Een heel nieuw stadsdeel met 25.000 tot 35.000 woningen en 16.000 arbeidsplaatsen realiseren. En pas nadat de aanleg van een hoogwaardige openbaar vervoersontsluiting (de IJmeerverbinding) is geregeld. Daar mag Bob van Ree, sinds augustus dit jaar projectdirecteur Almere Pampus, samen met zijn collega’s mee aan de slag. Vanaf 2030 moeten de plannen, dromen en wensen die de afgelopen tientallen jaren voor het noordwestelijke deel van Flevoland zijn bedacht, werkelijkheid worden.

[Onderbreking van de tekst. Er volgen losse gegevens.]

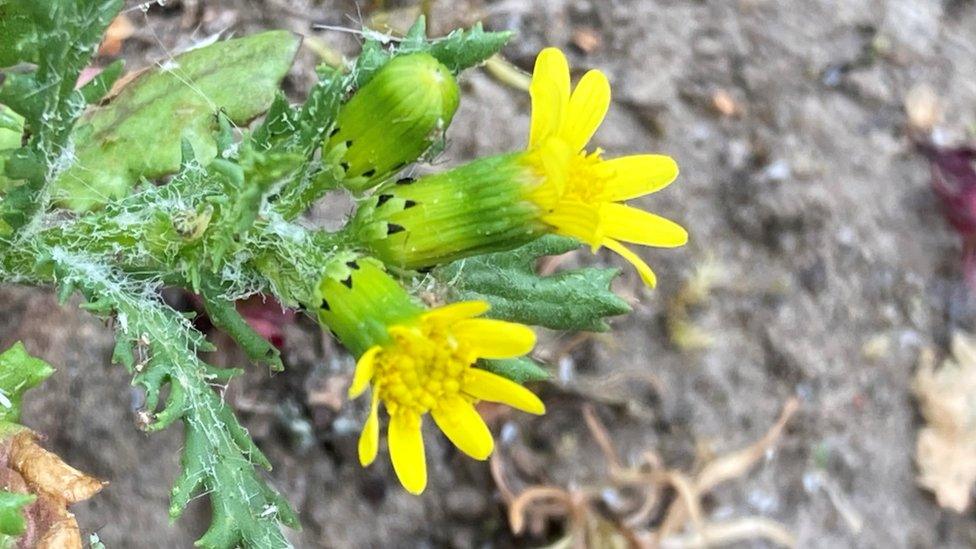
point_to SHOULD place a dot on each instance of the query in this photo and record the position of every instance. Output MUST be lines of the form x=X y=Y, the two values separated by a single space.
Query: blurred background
x=766 y=387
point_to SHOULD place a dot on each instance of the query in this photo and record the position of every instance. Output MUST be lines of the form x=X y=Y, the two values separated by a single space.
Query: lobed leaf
x=58 y=38
x=138 y=133
x=19 y=371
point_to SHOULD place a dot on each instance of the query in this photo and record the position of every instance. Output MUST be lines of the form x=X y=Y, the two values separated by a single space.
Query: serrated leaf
x=570 y=300
x=219 y=457
x=58 y=37
x=12 y=521
x=138 y=133
x=19 y=371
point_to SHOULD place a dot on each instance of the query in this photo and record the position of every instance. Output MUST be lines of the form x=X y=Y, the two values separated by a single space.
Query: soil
x=800 y=189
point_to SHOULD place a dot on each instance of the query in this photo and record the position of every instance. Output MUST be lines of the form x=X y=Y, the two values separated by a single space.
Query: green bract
x=474 y=209
x=400 y=112
x=154 y=187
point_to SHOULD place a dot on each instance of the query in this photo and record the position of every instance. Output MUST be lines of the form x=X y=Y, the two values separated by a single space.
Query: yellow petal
x=647 y=275
x=495 y=338
x=587 y=107
x=627 y=224
x=369 y=439
x=407 y=451
x=485 y=385
x=638 y=175
x=549 y=92
x=464 y=427
x=364 y=371
x=459 y=310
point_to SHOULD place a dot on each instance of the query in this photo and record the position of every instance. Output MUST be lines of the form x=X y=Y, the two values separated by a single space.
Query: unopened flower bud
x=393 y=119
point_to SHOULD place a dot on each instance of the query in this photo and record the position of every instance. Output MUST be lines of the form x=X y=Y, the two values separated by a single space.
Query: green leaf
x=12 y=522
x=138 y=133
x=466 y=48
x=58 y=37
x=223 y=313
x=219 y=456
x=19 y=371
x=569 y=300
x=519 y=370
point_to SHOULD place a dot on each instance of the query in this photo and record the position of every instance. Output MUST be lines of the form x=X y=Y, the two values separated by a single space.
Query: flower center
x=585 y=178
x=421 y=367
x=578 y=177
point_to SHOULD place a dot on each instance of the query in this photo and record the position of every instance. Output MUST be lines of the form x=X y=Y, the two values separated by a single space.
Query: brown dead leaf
x=26 y=467
x=115 y=35
x=946 y=447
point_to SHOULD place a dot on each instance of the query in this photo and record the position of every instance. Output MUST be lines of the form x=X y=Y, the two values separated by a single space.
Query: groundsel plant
x=195 y=175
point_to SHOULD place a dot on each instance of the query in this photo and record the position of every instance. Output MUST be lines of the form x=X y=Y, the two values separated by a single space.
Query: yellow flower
x=580 y=193
x=427 y=366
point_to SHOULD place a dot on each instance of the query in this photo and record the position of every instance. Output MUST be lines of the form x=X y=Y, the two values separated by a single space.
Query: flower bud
x=359 y=300
x=476 y=208
x=393 y=119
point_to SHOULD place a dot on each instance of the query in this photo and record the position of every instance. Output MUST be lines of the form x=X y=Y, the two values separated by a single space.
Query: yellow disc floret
x=580 y=192
x=427 y=366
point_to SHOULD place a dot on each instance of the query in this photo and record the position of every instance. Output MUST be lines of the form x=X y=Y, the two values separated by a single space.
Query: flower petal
x=459 y=310
x=369 y=439
x=485 y=385
x=495 y=338
x=587 y=107
x=639 y=175
x=549 y=92
x=365 y=367
x=647 y=275
x=464 y=427
x=553 y=157
x=627 y=224
x=407 y=451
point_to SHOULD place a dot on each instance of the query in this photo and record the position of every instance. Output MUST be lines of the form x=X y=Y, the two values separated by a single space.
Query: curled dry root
x=681 y=523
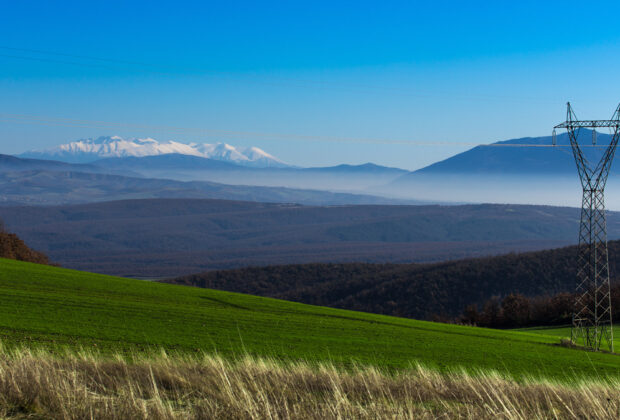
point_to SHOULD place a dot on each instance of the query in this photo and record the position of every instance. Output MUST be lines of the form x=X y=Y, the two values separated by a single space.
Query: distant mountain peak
x=91 y=149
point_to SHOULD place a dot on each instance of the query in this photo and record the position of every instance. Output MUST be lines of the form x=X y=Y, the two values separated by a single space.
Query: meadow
x=55 y=309
x=40 y=385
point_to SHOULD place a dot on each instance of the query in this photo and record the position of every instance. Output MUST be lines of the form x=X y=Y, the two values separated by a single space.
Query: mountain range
x=89 y=150
x=525 y=170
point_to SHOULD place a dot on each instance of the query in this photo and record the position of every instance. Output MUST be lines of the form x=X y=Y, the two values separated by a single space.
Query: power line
x=81 y=123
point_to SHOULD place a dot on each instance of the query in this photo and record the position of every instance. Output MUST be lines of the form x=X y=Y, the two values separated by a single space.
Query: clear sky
x=294 y=77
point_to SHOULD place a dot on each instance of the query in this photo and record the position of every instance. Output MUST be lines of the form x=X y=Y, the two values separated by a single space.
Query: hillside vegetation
x=422 y=291
x=172 y=237
x=12 y=247
x=52 y=307
x=41 y=385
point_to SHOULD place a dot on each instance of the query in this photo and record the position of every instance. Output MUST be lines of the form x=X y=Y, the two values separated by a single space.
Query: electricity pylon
x=592 y=323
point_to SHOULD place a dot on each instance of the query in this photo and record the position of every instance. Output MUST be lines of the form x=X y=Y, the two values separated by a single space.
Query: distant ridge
x=88 y=150
x=502 y=158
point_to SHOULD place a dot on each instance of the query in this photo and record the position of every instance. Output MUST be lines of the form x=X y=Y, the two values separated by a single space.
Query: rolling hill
x=171 y=237
x=54 y=308
x=58 y=186
x=353 y=178
x=420 y=291
x=503 y=172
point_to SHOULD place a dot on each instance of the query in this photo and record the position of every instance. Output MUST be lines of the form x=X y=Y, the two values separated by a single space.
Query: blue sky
x=293 y=78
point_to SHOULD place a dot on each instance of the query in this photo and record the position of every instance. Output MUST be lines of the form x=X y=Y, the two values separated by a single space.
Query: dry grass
x=81 y=386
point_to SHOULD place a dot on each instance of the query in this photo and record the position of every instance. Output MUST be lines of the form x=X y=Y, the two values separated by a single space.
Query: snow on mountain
x=88 y=150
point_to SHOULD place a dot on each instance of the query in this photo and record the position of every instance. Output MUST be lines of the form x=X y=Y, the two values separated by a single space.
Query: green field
x=54 y=307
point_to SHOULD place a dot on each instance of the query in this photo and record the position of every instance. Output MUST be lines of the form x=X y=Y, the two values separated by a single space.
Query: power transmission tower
x=592 y=323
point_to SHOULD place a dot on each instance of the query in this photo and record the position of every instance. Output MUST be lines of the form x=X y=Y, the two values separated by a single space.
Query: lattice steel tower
x=592 y=324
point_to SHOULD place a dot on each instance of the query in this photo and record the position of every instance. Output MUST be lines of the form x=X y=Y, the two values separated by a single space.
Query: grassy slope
x=41 y=304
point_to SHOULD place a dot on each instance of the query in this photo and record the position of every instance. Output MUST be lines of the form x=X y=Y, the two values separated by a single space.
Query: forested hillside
x=423 y=291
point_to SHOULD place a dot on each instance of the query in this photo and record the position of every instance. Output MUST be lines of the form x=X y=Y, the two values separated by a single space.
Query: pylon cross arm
x=592 y=323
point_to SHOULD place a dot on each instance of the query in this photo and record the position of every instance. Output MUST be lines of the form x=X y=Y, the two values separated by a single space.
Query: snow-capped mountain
x=89 y=150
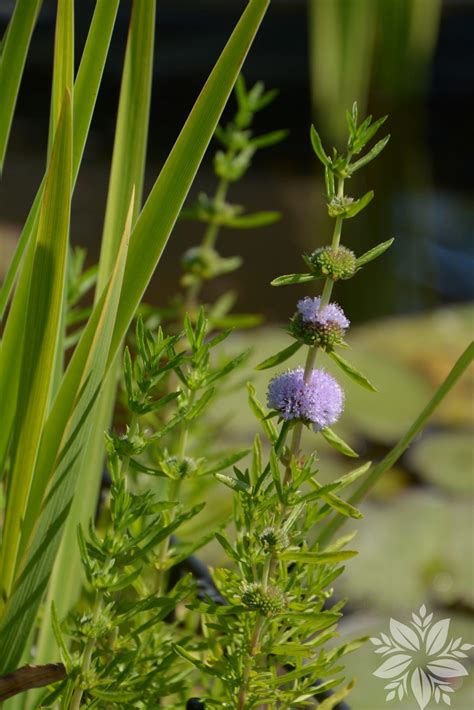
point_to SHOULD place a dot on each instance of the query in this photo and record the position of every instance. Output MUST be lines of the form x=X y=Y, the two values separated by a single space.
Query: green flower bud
x=274 y=539
x=267 y=602
x=339 y=205
x=334 y=264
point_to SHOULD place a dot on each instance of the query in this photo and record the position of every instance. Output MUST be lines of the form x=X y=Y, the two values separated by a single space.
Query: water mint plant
x=104 y=601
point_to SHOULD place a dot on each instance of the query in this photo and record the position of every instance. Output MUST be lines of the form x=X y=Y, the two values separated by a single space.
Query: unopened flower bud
x=335 y=264
x=274 y=539
x=314 y=325
x=268 y=602
x=339 y=205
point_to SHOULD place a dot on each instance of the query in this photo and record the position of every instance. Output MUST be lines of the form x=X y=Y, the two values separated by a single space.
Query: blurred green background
x=413 y=60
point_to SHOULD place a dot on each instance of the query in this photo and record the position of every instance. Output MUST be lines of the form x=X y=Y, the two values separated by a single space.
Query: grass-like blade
x=86 y=89
x=394 y=454
x=164 y=203
x=352 y=372
x=66 y=432
x=42 y=322
x=12 y=63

Aan de ene kant is het een droomscenario: een blanco canvas waarbinnen Van Ree met alle betrokken partijen een zo toekomstbestendig mogelijk plan kan realiseren dat voldoet aan alle wensen. Aan de andere kant wacht er een complexe cocktail van onzekerheid, ambities én torenhoge verwachtingen. “Het is enorm interessant én ongelofelijk uitdagend”, beaamt Van Ree. “Maar vooral ook een heel mooi moment om aan een nieuwe baan te beginnen. Normaal gesproken ligt er al heel veel vast wanneer je als gebiedsontwikkelaar begint.”
Stip op de horizon
In Pampus zijn opgave en gewenste startdatum duidelijk. Over acht jaar, en gezien de huidige woningbouwopgave hopen alle betrokkenen eigenlijk al eerder, moet de bouw van het stadsdeel beginnen. Maar verder ligt er een bijzondere opgave op Van Ree te wachten. “Dit is een unieke kans die ik nog nooit eerder heb meegemaakt. In Pampus kan ik vanaf het begin meedenken over de vraag: wat voor stadsdeel wordt Pampus en hoe gaan we het realiseren? Daar gaat mijn hart sneller van kloppen.”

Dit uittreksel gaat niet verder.